Why is Reinforcement Learning Hard: Multitask Learning

Summary

“Doing multiple things” is a foundational ability for any intelligent agent
It’s also a persistent bugbear for RL agents, which typically comes at a cost
There’s two versions of the multitask problem to consider:
- Parallel multitask, where tasks are simultaneous
- Sequential multitask, where tasks change between trials and may or may not repeat
Of these, sequential multitasking is trivial for humans and animals and difficult for RL agents.
How can we bridge that gap? Modularity may be key.

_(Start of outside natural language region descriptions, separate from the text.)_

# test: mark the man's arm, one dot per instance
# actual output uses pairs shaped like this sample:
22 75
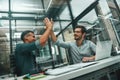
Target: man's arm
49 26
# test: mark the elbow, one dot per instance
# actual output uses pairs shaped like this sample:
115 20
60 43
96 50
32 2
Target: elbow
43 42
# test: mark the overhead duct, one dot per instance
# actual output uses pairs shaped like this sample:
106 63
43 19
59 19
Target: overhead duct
56 7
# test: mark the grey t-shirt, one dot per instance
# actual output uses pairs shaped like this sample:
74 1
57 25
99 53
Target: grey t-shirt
87 49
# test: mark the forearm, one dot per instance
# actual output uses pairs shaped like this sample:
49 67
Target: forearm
53 37
44 37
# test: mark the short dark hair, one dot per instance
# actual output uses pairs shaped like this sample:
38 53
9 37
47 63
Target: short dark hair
84 30
25 33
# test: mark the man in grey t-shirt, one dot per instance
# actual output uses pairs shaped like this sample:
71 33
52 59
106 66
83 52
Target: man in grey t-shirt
81 49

What does it mean to “Multitask?”

Multitasking is much easier when you have 10 arms

While a great deal of focus in modern machine learning is on improving performance on well-defined single tasks such as Imagenet classification, even the simplest animal must learn to perform multiple “tasks.” While some machine learning tasks can be learned and applied in isolation, most of the applications we imagine using reinforcement learning for (robotic manipulation, playing video games, conversing with humans, etc) inherently require some degree of multitasking. The fact that multitask RL is currently not very good is thus problematic.

As a human, when we think of multitasking we typically think of parallel multitasking, where we need to perform several tasks simultaneously (think texting while talking while walking). Ironically, this is relatively easy for an RL agent- it adds complexity to the action space and can increase overall difficulty, but isn’t fundamentally different from any other change to an MDP.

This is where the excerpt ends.